Lauren Stockton The final week of the autumn term is usually a time of reflection, winding down and most importantly Christmas activities. One of my classes are really inquisitive especially when you introduce them to new mathematical concepts. I decided that after a week of assessments behind them it was a good time to let them free on a little project for a lesson.

Matt Parker's (@standupmaths) ThinkMaths' Fractal Christmas tree is a great mix of challenge and fun. After a quick run down on fractals with me, I let them decipher how they could build the tree themselves. I had printed the nets on green paper and the stars on yellow but didn’t give them any clues of how many were there and whether they would need them all.  It was impressive how they quickly worked out that they would need 64 tetrahedrons to complete the tree, then they organised themselves into groups to get building.
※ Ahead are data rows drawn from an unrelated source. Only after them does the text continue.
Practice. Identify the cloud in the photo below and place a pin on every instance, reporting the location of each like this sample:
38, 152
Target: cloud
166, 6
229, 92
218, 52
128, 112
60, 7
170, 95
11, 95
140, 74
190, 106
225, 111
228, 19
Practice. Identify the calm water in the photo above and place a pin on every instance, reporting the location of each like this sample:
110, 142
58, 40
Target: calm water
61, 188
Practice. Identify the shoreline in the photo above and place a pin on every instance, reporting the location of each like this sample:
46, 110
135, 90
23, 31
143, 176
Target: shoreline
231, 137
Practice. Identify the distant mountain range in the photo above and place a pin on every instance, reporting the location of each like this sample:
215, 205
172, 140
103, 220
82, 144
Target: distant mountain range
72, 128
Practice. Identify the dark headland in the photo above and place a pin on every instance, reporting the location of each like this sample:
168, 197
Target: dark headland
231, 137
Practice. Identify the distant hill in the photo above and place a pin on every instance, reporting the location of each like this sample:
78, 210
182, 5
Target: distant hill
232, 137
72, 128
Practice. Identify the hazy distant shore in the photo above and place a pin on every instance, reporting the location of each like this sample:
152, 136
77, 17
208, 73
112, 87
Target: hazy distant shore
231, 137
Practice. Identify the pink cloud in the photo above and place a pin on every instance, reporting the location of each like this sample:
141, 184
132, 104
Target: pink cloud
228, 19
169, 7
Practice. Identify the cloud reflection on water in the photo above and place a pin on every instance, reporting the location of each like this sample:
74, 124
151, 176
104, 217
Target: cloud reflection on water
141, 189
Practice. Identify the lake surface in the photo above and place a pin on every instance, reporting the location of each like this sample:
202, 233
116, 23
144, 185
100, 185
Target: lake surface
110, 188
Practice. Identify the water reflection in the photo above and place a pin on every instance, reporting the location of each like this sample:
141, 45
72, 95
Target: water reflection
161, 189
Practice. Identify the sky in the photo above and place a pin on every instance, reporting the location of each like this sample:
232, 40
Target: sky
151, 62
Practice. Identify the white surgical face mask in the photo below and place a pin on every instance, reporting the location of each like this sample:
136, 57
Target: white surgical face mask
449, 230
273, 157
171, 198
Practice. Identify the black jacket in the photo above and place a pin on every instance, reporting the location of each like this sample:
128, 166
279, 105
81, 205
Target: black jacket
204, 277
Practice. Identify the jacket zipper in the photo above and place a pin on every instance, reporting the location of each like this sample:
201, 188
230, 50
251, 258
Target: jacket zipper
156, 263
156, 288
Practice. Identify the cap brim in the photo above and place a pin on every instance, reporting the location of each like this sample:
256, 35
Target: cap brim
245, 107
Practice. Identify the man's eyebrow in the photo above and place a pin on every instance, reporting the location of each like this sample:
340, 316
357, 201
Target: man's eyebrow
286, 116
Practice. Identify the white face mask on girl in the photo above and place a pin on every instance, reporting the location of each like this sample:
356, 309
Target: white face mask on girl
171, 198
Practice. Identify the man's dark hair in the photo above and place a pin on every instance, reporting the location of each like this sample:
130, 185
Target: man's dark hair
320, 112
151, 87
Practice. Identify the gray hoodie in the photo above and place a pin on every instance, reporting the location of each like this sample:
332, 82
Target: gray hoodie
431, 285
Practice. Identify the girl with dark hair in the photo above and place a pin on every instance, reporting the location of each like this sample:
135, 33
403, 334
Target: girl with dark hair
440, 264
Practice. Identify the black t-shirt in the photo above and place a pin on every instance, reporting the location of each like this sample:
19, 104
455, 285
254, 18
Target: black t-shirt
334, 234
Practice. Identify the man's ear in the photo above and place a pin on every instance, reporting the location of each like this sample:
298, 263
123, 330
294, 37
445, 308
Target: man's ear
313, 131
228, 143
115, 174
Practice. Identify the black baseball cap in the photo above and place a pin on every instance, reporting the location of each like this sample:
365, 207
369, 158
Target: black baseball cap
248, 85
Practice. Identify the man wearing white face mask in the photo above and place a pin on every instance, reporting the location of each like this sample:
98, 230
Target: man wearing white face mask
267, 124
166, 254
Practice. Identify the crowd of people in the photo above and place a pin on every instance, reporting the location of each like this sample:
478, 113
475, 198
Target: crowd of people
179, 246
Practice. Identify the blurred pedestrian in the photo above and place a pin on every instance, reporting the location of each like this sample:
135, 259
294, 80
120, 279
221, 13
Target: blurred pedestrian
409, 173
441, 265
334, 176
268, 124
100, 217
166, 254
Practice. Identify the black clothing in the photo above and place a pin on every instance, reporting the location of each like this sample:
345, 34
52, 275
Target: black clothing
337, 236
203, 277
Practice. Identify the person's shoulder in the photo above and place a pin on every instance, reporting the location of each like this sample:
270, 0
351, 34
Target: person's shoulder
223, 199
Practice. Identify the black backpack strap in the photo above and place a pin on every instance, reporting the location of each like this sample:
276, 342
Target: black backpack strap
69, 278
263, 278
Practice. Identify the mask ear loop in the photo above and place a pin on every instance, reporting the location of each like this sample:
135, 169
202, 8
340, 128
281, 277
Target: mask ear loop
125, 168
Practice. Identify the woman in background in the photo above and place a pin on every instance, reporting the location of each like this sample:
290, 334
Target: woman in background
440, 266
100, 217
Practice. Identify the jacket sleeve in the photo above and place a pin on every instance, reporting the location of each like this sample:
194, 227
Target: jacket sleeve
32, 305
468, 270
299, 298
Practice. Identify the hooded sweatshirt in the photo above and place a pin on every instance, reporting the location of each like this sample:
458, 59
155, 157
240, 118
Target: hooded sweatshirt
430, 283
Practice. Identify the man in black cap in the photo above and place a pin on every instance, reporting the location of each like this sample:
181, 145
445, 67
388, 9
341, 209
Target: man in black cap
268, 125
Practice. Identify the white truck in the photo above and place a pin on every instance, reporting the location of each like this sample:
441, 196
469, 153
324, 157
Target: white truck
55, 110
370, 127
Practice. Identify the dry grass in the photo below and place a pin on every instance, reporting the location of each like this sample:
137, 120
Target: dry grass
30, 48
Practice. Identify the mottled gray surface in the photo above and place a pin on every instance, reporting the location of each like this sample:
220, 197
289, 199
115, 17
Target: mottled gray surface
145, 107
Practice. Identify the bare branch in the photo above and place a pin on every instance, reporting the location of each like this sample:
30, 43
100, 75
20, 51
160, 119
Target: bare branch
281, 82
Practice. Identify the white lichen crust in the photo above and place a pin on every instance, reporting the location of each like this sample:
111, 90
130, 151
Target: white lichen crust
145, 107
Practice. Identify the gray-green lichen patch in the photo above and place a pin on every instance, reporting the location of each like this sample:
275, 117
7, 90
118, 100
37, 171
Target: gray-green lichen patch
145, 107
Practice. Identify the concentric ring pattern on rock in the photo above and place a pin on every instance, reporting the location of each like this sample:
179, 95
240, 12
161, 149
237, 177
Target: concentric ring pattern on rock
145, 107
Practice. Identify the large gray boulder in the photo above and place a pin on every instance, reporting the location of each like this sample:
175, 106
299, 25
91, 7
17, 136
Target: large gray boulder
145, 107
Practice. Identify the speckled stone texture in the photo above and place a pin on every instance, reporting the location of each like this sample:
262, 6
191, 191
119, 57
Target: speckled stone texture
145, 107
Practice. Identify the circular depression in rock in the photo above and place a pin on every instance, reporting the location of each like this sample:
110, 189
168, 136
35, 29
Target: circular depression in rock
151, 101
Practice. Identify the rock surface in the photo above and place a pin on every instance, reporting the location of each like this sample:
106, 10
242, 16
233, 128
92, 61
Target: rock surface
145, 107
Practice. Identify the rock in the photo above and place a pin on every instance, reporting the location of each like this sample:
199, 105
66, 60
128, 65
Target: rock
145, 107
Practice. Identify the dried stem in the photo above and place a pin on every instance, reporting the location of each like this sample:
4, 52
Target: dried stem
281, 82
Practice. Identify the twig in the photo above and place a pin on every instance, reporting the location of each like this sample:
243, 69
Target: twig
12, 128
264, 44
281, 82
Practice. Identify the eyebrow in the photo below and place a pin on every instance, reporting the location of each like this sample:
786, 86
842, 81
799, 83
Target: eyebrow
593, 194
It was nice to hear them asking questions and convincing each other how to solve the problem the quickest. Most of them were contributing tetrahedrons to the tree while a couple of small groups were tackling the Koch Snowflake star.

Fractal Christmas TreeIn the final phase of building one group took on the role of organisation, meanwhile I was running round like a crazy lady with the two rolls of cello tape that I’d thought would be enough. With barely a minute to spare of the 55 minute lesson they presented me with their completed tree. It was a brilliant representation of their hard work and surprisingly quite structurally sound! It’s definitely worth doing this activity with any class, and you get a free Christmas decoration for your classroom as an added bonus!